Bits and pieces of his life are preserved temporarily in my own memory as half of the childless aunt-uncle team who laughed like Santa Claus, brought nice presents and couldn't quite wrap his mind around the fact that I had grown up and begun a family of my own.
The last time I saw him, he was a confused, dear old man who was lost in his own world, who "remembered" every so often in pseudo-lucidity that I and two "nice little girls," my daughters, were in the room.
As is characteristic of the disease, Uncle Bob was prone to wandering — both physically and mentally — in lands known only to him. He depended on my then 70-year-old aunt for personal daily care, without knowing that she was tending his needs. He grew to be a war hero, a hard worker, a family and civic model — and ended as a man who rarely recognized siblings or familiar touchstones of his own life.
Alzheimer's is just one (and probably the one most debilitating) of a collection of disabilities that are cognitive or intellectual in nature.
As our population ages and technology advances, young and old Americans with cognitive disabilities are growing in numbers, too. Babies with Down syndrome, who once lived abbreviated lives in isolation, are now growing and thriving as adults.
Children with autism, who would once have been institutionalized, are now receiving medical and therapeutic treatment to cope in our sometimes chaotic environments. Students who once were dismissed as stupid or lazy are getting help in many educational settings for what are instead differences in learning styles and attention.
In many ways, we can congratulate ourselves as a culture for the progress made in integrating people with intellectual disabilities, finding accommodations to improve their quality of life and simply valuing them as people among us. We see people with developmental disabilities holding jobs, participating in civic organizations, doing ordinary things like going to movies or baseball games.
We can laugh with and at the situations wrought by an intellectual disability in a movie like The Ringer, and we feel good about ourselves when we read about a little boy with a developmental disability who turns out to be a valued player on his soccer team or a high school senior with autism who, when put in the last basketball game of the season as a bit of charity by his coach, wows his team, his school and the nation with his unprecedented play.

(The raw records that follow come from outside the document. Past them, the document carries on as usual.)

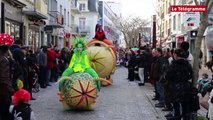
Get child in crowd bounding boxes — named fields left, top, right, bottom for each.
left=9, top=89, right=35, bottom=120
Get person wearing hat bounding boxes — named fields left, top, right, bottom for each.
left=9, top=89, right=35, bottom=120
left=0, top=33, right=14, bottom=120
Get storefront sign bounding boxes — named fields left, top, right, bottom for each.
left=184, top=12, right=200, bottom=27
left=177, top=36, right=184, bottom=42
left=170, top=5, right=207, bottom=12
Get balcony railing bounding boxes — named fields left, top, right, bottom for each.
left=49, top=11, right=64, bottom=27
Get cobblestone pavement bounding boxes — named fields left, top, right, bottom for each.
left=31, top=68, right=161, bottom=120
left=31, top=67, right=210, bottom=120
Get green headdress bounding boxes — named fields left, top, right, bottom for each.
left=74, top=38, right=87, bottom=50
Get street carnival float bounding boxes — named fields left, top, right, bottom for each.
left=87, top=24, right=117, bottom=86
left=58, top=38, right=108, bottom=110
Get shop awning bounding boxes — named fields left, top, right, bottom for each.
left=23, top=10, right=47, bottom=19
left=6, top=0, right=26, bottom=8
left=46, top=24, right=64, bottom=28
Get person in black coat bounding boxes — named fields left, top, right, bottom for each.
left=165, top=49, right=193, bottom=120
left=128, top=51, right=136, bottom=81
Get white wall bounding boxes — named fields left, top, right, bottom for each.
left=74, top=12, right=98, bottom=40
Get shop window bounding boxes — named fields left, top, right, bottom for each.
left=5, top=21, right=10, bottom=34
left=79, top=18, right=86, bottom=30
left=79, top=3, right=86, bottom=11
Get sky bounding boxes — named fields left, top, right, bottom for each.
left=104, top=0, right=156, bottom=20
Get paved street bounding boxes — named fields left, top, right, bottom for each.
left=31, top=68, right=162, bottom=120
left=31, top=67, right=207, bottom=120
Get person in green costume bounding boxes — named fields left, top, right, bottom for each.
left=59, top=38, right=101, bottom=91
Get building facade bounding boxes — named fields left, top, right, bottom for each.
left=72, top=0, right=99, bottom=40
left=157, top=0, right=213, bottom=63
left=98, top=1, right=120, bottom=44
left=0, top=0, right=26, bottom=40
left=45, top=0, right=71, bottom=48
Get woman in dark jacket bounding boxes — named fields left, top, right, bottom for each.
left=166, top=49, right=193, bottom=120
left=0, top=34, right=14, bottom=120
left=128, top=51, right=136, bottom=81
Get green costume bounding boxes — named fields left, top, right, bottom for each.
left=59, top=38, right=101, bottom=91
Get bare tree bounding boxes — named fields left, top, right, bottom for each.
left=117, top=17, right=149, bottom=47
left=193, top=0, right=213, bottom=86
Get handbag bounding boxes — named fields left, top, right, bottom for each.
left=200, top=92, right=210, bottom=110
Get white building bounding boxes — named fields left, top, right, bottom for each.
left=107, top=2, right=122, bottom=46
left=45, top=0, right=71, bottom=48
left=98, top=1, right=121, bottom=45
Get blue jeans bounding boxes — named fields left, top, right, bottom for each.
left=156, top=81, right=165, bottom=104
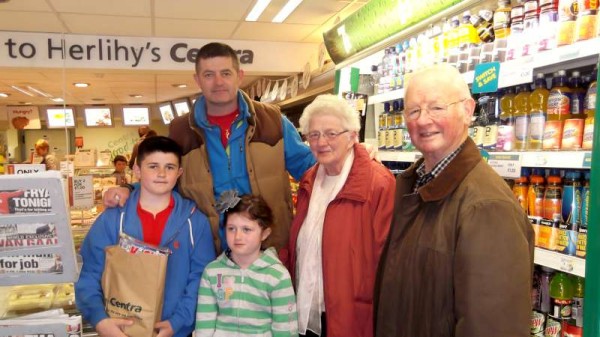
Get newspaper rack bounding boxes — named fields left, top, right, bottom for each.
left=0, top=171, right=80, bottom=337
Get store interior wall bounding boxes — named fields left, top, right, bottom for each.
left=0, top=100, right=169, bottom=163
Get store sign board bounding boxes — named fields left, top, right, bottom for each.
left=581, top=152, right=592, bottom=168
left=6, top=164, right=46, bottom=174
left=323, top=0, right=462, bottom=63
left=498, top=62, right=533, bottom=88
left=69, top=176, right=94, bottom=209
left=471, top=62, right=500, bottom=94
left=488, top=153, right=521, bottom=178
left=6, top=106, right=42, bottom=130
left=0, top=31, right=319, bottom=73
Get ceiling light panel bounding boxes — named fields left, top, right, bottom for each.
left=246, top=0, right=271, bottom=21
left=272, top=0, right=302, bottom=23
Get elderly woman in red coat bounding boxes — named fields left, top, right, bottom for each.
left=288, top=95, right=395, bottom=337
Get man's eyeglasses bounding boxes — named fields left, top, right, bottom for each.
left=306, top=130, right=348, bottom=142
left=404, top=98, right=467, bottom=121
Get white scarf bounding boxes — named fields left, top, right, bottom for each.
left=296, top=149, right=354, bottom=336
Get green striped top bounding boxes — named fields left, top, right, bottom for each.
left=196, top=248, right=298, bottom=337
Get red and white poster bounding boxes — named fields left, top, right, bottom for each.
left=6, top=106, right=42, bottom=130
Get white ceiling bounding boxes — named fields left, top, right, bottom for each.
left=0, top=0, right=368, bottom=105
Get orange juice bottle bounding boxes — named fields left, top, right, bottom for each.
left=547, top=70, right=573, bottom=121
left=574, top=0, right=598, bottom=41
left=513, top=167, right=529, bottom=212
left=544, top=169, right=562, bottom=220
left=514, top=84, right=530, bottom=151
left=556, top=0, right=577, bottom=46
left=494, top=0, right=511, bottom=39
left=582, top=69, right=598, bottom=150
left=527, top=73, right=550, bottom=150
left=571, top=71, right=586, bottom=118
left=527, top=168, right=545, bottom=216
left=496, top=87, right=515, bottom=151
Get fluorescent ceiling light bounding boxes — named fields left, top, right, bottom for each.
left=246, top=0, right=271, bottom=21
left=273, top=0, right=302, bottom=23
left=27, top=85, right=52, bottom=98
left=10, top=85, right=34, bottom=97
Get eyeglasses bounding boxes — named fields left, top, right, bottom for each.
left=404, top=98, right=467, bottom=121
left=307, top=130, right=348, bottom=142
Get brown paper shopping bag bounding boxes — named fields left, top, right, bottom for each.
left=102, top=246, right=168, bottom=337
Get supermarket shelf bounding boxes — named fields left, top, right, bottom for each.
left=377, top=150, right=421, bottom=163
left=378, top=150, right=592, bottom=169
left=368, top=38, right=600, bottom=104
left=506, top=151, right=592, bottom=169
left=367, top=88, right=404, bottom=104
left=533, top=247, right=585, bottom=277
left=498, top=38, right=600, bottom=88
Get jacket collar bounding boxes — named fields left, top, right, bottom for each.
left=190, top=90, right=254, bottom=128
left=399, top=137, right=482, bottom=201
left=300, top=143, right=373, bottom=202
left=121, top=188, right=195, bottom=246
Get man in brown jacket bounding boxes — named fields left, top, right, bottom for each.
left=374, top=64, right=533, bottom=337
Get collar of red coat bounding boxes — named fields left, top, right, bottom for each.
left=299, top=143, right=373, bottom=202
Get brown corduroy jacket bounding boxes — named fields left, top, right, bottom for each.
left=374, top=138, right=533, bottom=337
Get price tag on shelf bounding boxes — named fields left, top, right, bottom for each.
left=488, top=153, right=521, bottom=178
left=559, top=258, right=573, bottom=273
left=581, top=152, right=592, bottom=168
left=498, top=63, right=533, bottom=88
left=558, top=46, right=580, bottom=61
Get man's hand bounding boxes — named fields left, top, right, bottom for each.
left=154, top=321, right=175, bottom=337
left=96, top=318, right=133, bottom=337
left=102, top=187, right=130, bottom=208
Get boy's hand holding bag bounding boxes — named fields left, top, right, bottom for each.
left=102, top=233, right=170, bottom=337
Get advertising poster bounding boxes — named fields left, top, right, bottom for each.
left=6, top=106, right=42, bottom=130
left=0, top=223, right=58, bottom=251
left=0, top=188, right=52, bottom=215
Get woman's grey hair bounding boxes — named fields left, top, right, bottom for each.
left=299, top=94, right=360, bottom=135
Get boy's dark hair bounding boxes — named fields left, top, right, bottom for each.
left=113, top=154, right=127, bottom=165
left=225, top=194, right=273, bottom=229
left=196, top=42, right=240, bottom=74
left=136, top=136, right=183, bottom=165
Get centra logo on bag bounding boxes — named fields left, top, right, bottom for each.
left=109, top=297, right=142, bottom=313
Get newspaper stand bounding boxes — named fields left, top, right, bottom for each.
left=0, top=171, right=81, bottom=337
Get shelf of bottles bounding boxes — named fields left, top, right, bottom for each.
left=360, top=0, right=600, bottom=330
left=534, top=247, right=585, bottom=277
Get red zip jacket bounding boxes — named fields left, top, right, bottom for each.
left=288, top=144, right=395, bottom=337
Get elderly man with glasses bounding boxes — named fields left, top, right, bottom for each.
left=374, top=64, right=533, bottom=337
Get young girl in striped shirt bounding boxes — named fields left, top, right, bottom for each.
left=196, top=192, right=298, bottom=337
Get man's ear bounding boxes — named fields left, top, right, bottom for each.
left=463, top=97, right=476, bottom=126
left=133, top=160, right=142, bottom=180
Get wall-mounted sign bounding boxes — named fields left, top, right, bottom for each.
left=123, top=106, right=150, bottom=126
left=6, top=106, right=42, bottom=130
left=46, top=107, right=75, bottom=129
left=0, top=31, right=319, bottom=73
left=323, top=0, right=462, bottom=63
left=83, top=107, right=112, bottom=127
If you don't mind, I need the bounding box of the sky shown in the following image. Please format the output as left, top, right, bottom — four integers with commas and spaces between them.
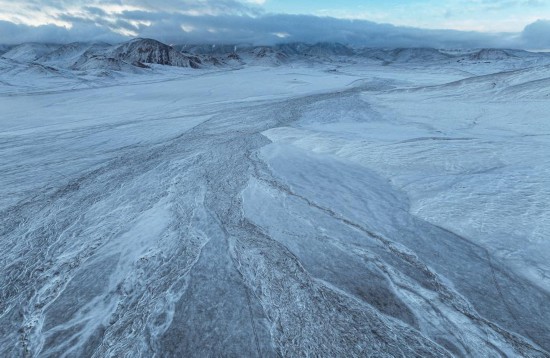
0, 0, 550, 49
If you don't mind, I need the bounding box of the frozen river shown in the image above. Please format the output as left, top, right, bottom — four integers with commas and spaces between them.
0, 60, 550, 357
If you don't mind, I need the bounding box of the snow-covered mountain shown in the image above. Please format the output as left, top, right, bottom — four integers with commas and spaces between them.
36, 42, 111, 68
0, 39, 550, 358
106, 39, 203, 68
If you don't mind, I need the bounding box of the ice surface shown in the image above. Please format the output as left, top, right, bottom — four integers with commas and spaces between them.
0, 44, 550, 357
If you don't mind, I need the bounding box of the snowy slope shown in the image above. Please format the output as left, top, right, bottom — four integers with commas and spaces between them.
2, 43, 59, 62
36, 43, 110, 68
0, 41, 550, 357
106, 39, 202, 68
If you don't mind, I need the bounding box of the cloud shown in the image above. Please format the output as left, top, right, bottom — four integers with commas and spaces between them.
521, 20, 550, 50
0, 0, 550, 49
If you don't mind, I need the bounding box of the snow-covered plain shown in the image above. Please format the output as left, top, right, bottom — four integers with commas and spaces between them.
0, 45, 550, 357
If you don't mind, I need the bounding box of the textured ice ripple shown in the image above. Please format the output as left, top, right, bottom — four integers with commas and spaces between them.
0, 90, 550, 357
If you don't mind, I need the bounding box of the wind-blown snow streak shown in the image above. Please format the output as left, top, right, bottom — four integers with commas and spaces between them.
0, 51, 550, 357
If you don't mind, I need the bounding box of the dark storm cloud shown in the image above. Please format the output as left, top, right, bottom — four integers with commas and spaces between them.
0, 0, 550, 49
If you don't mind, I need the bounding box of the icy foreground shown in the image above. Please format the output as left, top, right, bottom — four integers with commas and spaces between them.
0, 46, 550, 357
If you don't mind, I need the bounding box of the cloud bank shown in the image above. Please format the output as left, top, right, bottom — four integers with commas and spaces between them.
0, 0, 550, 49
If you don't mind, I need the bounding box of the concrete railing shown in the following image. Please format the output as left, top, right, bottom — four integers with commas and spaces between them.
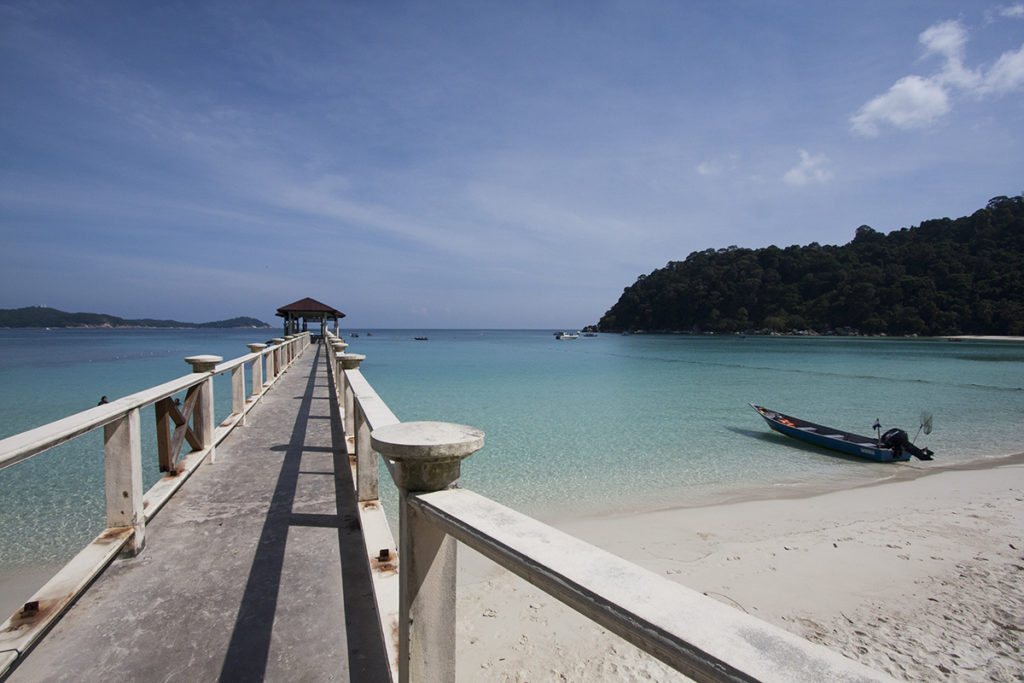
326, 334, 891, 683
0, 333, 309, 678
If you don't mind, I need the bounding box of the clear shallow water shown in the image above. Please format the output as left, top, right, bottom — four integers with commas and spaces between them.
0, 330, 1024, 571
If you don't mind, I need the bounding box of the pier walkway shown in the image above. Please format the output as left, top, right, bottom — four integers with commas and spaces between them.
9, 344, 390, 683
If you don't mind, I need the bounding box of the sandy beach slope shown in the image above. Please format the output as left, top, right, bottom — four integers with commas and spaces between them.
458, 454, 1024, 681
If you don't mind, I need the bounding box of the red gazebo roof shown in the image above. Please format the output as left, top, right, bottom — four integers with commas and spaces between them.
276, 297, 345, 317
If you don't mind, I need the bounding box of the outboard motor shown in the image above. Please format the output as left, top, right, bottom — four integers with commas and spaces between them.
881, 427, 932, 460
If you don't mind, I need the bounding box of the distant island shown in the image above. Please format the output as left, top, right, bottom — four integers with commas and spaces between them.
0, 306, 270, 329
597, 196, 1024, 336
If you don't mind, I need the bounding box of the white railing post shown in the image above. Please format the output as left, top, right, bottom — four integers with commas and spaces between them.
270, 337, 285, 378
371, 422, 483, 683
338, 353, 367, 437
103, 408, 145, 555
246, 344, 266, 398
231, 364, 246, 425
185, 355, 223, 463
331, 339, 348, 395
355, 405, 380, 503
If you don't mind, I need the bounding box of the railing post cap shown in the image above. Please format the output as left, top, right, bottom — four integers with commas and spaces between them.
370, 422, 483, 462
185, 355, 224, 373
370, 422, 483, 492
336, 353, 367, 370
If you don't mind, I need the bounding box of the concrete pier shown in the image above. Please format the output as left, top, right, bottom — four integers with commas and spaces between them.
9, 346, 390, 682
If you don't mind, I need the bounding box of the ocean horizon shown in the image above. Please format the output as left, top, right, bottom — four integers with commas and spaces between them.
0, 328, 1024, 614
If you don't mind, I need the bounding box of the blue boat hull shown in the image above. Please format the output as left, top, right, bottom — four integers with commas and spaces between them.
751, 403, 910, 463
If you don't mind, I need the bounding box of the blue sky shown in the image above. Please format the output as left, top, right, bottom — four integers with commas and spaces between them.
0, 0, 1024, 329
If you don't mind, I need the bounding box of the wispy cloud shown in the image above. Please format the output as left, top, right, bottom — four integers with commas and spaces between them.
850, 15, 1024, 137
782, 150, 833, 185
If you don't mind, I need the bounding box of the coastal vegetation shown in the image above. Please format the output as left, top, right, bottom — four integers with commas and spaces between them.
598, 196, 1024, 336
0, 306, 270, 328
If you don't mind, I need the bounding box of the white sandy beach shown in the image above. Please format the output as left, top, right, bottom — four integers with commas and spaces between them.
458, 454, 1024, 681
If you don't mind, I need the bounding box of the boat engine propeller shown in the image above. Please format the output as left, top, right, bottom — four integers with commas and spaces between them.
880, 427, 933, 460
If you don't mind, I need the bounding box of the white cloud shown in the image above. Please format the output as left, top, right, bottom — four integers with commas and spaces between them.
850, 76, 950, 137
850, 17, 1024, 137
782, 150, 833, 185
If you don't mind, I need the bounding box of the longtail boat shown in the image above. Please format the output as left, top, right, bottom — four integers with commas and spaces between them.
750, 403, 934, 463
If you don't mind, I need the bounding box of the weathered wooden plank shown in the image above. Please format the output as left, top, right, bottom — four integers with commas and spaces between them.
0, 526, 132, 677
409, 488, 892, 681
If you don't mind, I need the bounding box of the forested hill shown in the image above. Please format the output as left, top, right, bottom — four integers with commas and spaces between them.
0, 306, 270, 328
599, 196, 1024, 336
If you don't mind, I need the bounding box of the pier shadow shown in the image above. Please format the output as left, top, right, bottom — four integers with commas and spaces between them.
218, 347, 390, 683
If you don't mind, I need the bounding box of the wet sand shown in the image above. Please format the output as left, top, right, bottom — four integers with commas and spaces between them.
459, 454, 1024, 681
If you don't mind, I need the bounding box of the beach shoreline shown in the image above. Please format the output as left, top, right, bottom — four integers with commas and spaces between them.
458, 454, 1024, 681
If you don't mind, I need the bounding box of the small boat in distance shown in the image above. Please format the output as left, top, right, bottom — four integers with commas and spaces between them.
750, 403, 933, 463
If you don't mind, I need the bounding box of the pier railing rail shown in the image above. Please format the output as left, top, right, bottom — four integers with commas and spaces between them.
0, 333, 310, 678
325, 332, 891, 683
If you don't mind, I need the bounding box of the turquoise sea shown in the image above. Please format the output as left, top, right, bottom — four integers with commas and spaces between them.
0, 330, 1024, 606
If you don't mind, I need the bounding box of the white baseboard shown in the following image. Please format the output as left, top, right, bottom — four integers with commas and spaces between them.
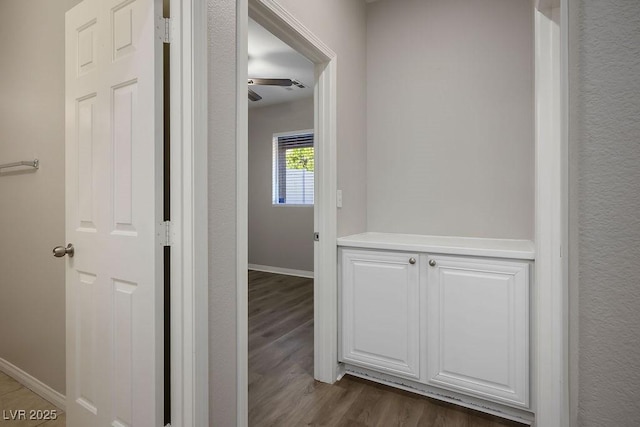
0, 358, 66, 411
249, 264, 313, 279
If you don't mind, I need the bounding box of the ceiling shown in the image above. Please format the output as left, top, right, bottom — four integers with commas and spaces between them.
247, 18, 314, 108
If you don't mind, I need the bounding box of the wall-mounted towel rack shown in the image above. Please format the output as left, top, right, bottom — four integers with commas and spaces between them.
0, 159, 40, 169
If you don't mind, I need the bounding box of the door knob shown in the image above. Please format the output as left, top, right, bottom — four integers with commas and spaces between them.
53, 243, 75, 258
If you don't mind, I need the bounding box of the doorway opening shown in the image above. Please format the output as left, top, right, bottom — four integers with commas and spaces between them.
237, 0, 338, 424
246, 15, 317, 425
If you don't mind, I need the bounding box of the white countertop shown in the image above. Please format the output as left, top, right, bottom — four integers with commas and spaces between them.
338, 232, 535, 260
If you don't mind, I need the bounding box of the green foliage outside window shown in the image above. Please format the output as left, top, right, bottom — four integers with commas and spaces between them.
285, 147, 315, 172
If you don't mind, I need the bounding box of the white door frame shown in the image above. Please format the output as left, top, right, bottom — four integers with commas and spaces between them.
236, 0, 338, 426
532, 0, 573, 427
170, 0, 209, 427
230, 0, 569, 427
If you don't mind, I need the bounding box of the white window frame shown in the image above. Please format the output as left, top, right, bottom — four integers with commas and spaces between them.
271, 129, 316, 208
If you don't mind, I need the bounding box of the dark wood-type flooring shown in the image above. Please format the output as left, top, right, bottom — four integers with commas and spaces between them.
249, 271, 521, 427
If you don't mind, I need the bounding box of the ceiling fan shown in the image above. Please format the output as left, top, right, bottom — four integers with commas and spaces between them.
247, 78, 306, 101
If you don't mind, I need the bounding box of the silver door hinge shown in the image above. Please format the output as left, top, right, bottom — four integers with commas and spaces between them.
160, 221, 171, 246
157, 16, 171, 43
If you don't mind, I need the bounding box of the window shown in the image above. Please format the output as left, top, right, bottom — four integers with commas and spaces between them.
273, 131, 315, 205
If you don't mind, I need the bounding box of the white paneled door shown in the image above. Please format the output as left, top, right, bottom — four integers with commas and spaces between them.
427, 255, 529, 407
64, 0, 163, 427
340, 249, 420, 380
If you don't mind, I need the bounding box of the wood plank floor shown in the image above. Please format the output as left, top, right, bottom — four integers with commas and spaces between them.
249, 271, 521, 427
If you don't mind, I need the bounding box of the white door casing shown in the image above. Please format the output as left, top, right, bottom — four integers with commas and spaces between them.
65, 0, 163, 427
426, 255, 529, 408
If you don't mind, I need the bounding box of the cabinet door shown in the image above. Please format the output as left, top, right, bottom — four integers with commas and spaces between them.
341, 249, 420, 379
427, 256, 529, 407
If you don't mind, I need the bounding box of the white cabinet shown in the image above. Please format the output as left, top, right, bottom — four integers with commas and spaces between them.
340, 249, 420, 380
426, 256, 529, 407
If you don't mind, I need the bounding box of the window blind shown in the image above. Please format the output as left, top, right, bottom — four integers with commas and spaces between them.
273, 132, 315, 205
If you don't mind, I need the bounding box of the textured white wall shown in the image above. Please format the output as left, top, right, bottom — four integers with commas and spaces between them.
0, 0, 78, 394
249, 97, 313, 271
208, 0, 237, 426
367, 0, 534, 239
569, 0, 640, 427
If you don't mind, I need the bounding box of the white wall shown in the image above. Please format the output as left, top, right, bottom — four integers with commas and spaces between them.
0, 0, 77, 394
569, 0, 640, 427
363, 0, 534, 239
249, 97, 313, 271
208, 0, 237, 426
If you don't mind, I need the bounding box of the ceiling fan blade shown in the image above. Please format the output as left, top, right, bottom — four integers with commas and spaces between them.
248, 79, 293, 86
249, 89, 262, 101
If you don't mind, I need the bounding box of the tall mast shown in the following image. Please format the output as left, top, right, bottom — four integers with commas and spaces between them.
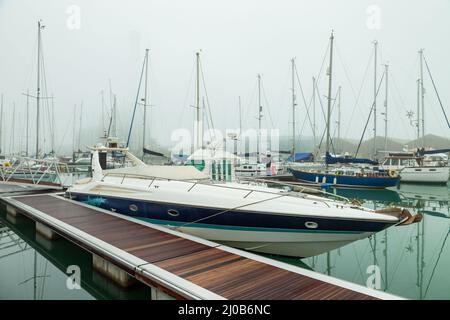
337, 86, 342, 152
326, 31, 334, 167
25, 89, 30, 157
142, 49, 149, 159
236, 96, 242, 154
312, 77, 317, 152
195, 52, 203, 149
36, 20, 44, 158
256, 73, 262, 163
78, 100, 83, 151
100, 90, 106, 136
0, 93, 3, 154
112, 94, 117, 137
373, 40, 378, 157
291, 58, 296, 161
11, 102, 16, 154
416, 78, 420, 142
51, 94, 55, 155
384, 63, 389, 151
72, 104, 77, 161
419, 49, 425, 147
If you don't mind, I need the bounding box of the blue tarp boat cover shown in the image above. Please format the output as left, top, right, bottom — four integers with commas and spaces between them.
325, 152, 378, 165
287, 152, 314, 162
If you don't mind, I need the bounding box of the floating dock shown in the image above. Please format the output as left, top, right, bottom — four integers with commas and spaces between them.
0, 193, 400, 300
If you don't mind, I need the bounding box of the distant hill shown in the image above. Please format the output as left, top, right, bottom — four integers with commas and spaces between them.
280, 134, 450, 157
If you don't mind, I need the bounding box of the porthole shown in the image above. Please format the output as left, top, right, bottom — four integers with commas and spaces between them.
305, 221, 319, 229
167, 209, 180, 217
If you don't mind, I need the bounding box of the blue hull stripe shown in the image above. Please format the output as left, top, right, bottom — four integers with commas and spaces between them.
71, 193, 394, 233
290, 169, 400, 188
138, 218, 362, 234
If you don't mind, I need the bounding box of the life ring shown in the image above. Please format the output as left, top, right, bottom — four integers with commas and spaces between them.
388, 169, 397, 178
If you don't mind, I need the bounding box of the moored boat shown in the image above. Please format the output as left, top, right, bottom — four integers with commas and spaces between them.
67, 151, 420, 257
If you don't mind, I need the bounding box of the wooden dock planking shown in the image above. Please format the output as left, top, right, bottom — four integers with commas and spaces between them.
4, 195, 398, 300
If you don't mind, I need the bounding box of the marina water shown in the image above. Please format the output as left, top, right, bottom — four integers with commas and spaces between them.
0, 184, 450, 299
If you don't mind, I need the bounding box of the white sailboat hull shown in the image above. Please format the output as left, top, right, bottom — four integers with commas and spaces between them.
172, 228, 373, 257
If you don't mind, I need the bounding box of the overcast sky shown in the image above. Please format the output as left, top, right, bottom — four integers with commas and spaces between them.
0, 0, 450, 155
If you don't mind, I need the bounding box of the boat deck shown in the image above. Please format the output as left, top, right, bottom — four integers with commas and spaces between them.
2, 194, 398, 300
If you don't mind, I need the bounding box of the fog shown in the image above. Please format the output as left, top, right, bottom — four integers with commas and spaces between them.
0, 0, 450, 153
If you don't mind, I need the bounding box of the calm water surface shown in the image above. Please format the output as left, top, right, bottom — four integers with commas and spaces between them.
0, 185, 450, 299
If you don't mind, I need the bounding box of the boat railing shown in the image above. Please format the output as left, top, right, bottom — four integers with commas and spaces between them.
237, 178, 350, 202
101, 173, 350, 207
0, 157, 69, 187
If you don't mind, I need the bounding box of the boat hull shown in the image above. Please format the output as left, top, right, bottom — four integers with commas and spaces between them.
290, 169, 400, 189
71, 192, 394, 257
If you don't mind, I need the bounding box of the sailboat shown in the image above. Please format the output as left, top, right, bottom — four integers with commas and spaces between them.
381, 49, 450, 184
288, 32, 400, 189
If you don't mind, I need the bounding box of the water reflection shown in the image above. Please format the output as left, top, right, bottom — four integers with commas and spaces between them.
302, 184, 450, 299
0, 208, 150, 300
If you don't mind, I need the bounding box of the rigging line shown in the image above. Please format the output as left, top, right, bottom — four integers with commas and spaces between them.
126, 52, 147, 148
245, 81, 258, 132
261, 81, 274, 128
388, 66, 415, 136
316, 41, 330, 90
297, 97, 312, 144
56, 118, 72, 154
316, 81, 338, 153
294, 64, 314, 136
344, 51, 375, 137
355, 72, 386, 158
423, 56, 450, 128
334, 40, 356, 100
40, 38, 53, 153
178, 62, 195, 127
199, 59, 216, 137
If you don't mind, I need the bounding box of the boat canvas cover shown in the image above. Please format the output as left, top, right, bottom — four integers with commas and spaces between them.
325, 152, 378, 165
103, 165, 209, 180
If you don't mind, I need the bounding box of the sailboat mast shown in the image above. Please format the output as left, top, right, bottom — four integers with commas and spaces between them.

But when I hear a colleague, an otherwise delightful and generous person, saying repeatedly whenever she makes a mistake, "I must be retarded," it makes me shudder. It's a small thing, you say, but words convey attitudes, and we all know that the attitude weighing heavily in such a word is anything but positive. As the mom of a little girl with Down syndrome once wrote to me, "The problem with 'retarded' is that it has two definitions, a clinical one and a derogatory one, with a thin thread between the two."
There were words my Uncle Bob used all his life that we no longer hear. They were words used casually to refer to certain human beings in ways that were belittling, insulting, mean. There was "the N word" for African-Americans and some other mercifully almost never heard, negative racial epithets. There were words I can only categorize as "icky" that referenced women. It took time, but women and racial minorities have pretty much managed to hit the delete keys on negative labels, and now can usually expect to be written and spoken about in terms that convey dignity.
Our words convey our attitudes, and our attitudes can be enlightened by our words.
If you want to do something good for people with disabilities — something that won't cost you any money or even time — watch your language. And teach your coworkers, friends, and kids to do the same.